British film producer, television personality, news anchor and entrepreneur (born 1980)

Tasmin Lucia-Khan (born 18 July 1980) is a British film producer, television personality, news anchor and entrepreneur. In the UK, she is most known for being the face of BBC Three 60 Seconds, hosting E24 on BBC News, and fronting the morning news for ITV Breakfast show Daybreak. She was appointed CEO of Hollywood film company WR Entertainment in 2016 and subsequently took the company public on the Oslo Stock Exchange Merkur Market.

==Early life==
Born Farhana Tasmin Lucia-Khan in London, she is of Bengali descent. Khan graduated from the University of Oxford with an Honours degree in politics, philosophy and economics.

==Media career==
In 1999, Khan started her career at Zee TV Network as an entertainment presenter and news reporter. She then hosted her own talk show interviewing celebrities from music and film, sports and politics. In 2001, she interviewed Bill Clinton a few months after he completed his second term as President of the United States.
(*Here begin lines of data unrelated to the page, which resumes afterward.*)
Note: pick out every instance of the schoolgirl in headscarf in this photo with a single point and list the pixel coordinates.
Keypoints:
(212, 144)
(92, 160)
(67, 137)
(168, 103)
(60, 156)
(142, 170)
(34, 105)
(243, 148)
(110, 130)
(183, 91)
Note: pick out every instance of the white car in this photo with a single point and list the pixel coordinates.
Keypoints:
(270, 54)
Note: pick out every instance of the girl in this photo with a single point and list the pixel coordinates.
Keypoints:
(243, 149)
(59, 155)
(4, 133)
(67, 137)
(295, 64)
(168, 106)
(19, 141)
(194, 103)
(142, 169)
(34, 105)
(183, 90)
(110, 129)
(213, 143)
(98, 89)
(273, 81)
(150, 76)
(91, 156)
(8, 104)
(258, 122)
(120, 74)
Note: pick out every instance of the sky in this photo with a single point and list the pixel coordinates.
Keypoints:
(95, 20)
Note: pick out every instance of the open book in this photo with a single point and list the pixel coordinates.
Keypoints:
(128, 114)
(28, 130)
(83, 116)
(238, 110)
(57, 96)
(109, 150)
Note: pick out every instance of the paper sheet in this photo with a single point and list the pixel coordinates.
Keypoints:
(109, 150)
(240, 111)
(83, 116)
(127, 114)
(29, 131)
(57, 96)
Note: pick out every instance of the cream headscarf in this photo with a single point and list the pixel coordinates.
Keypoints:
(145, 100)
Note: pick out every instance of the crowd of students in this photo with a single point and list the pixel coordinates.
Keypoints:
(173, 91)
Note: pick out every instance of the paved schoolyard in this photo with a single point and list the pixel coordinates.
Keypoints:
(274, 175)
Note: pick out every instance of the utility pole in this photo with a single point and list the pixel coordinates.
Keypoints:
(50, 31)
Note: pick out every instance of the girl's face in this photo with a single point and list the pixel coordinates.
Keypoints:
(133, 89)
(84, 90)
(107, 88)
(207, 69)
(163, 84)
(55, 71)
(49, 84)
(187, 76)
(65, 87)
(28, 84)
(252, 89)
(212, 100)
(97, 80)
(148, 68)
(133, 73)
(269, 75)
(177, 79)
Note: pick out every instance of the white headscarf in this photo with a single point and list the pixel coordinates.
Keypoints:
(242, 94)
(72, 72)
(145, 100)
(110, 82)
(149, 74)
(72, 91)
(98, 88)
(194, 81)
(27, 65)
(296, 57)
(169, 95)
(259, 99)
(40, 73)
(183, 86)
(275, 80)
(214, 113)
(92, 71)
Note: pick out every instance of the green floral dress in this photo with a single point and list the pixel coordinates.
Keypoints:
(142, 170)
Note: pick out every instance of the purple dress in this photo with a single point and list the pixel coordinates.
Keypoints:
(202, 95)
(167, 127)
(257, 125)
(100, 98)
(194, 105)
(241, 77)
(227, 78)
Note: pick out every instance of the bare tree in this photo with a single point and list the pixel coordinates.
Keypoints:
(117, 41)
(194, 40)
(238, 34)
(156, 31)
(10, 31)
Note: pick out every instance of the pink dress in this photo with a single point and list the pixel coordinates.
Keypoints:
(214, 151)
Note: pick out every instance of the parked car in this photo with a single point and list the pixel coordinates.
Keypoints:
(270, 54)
She worked as a radio presenter for the BBC Asian Network, covering programmes like the Breakfast Show, Drive Time and The Album Chart. She was on air when news of the Indian Ocean earthquake and tsunami broke on Boxing Day in December 2004.

She then worked for PTV Prime as London correspondent where she reported the UK's big news stories to a worldwide audience including the 7 July 2005 London bombings and the Ipswich serial murders in 2006.

Having produced and hosted her own sports show on Channel 5 for three years, she then landed the opportunity to present on BBC News and BBC Three. One of her mentors was Kevin Bakhurst who was the Editor of the Ten O’Clock News on BBC, and moved on to be the Controller of BBC News. Bakhurst and Danny Cohen, then controller of BBC Three, offered her the job to be the face of the news bulletins on 60 Seconds on BBC Three, and be lead anchor of E24 on BBC News.

On 6 September 2010, she joined the ITV Breakfast programme Daybreak after being headhunted from the BBC to be the sole news anchor covering all major world news stories as well as domestic, political and economic stories from the UK. She led the news teams through the 2011 London Riots, the uprisings in Egypt, Libya and Syria, and broke the news of the death of Osama bin Laden.

She left ITV News and morning TV in 2012 to pursue other opportunities in America after 15 years on UK television. From 2013 onwards, she was on US television as NBC Extra's 'Special Correspondent' conducting celebrity interviews, and both entertainment and news stories ranging from the birth of the royal babies in the UK to red carpet coverage of major film premieres.

In January 2016, she was appointed CEO of Film company WR Entertainment, a publicly traded company that had acquired the motion-picture rights to all 83 books in the Morgan Kane best selling book series which had sold over 20 million copies worldwide. In April 2016, she raised $3.5 million in working capital for the film company from the likes of Norwegian billionaires Bjørn Kjos and Arne Blystad. The first movie from the Morgan Kane film franchise was planned to start filming in 2016, but no news of any production dates has been announced yet.

==Other activities==
Khan hosted the 2010 Commonwealth Games 'Queens Baton Relay' at Buckingham Palace, alongside Queen Elizabeth II and the President of India, to launch the baton on its journey to Delhi for the 2010 Games.

She has hosted the annual BCA Gala Awards ceremony every year from 2007 to 2015, and the Scottish Asian Business Awards in Glasgow in 2008 and 2009.

In May and June 2009, she was part of a delegation to Bangladesh, organised by the British Government's Foreign Office as part of their Counter Terrorism strategy.

==Personal life==
Khan now lives in Los Angeles, United States. She is married to cardiologist Dr Junaid Zaman.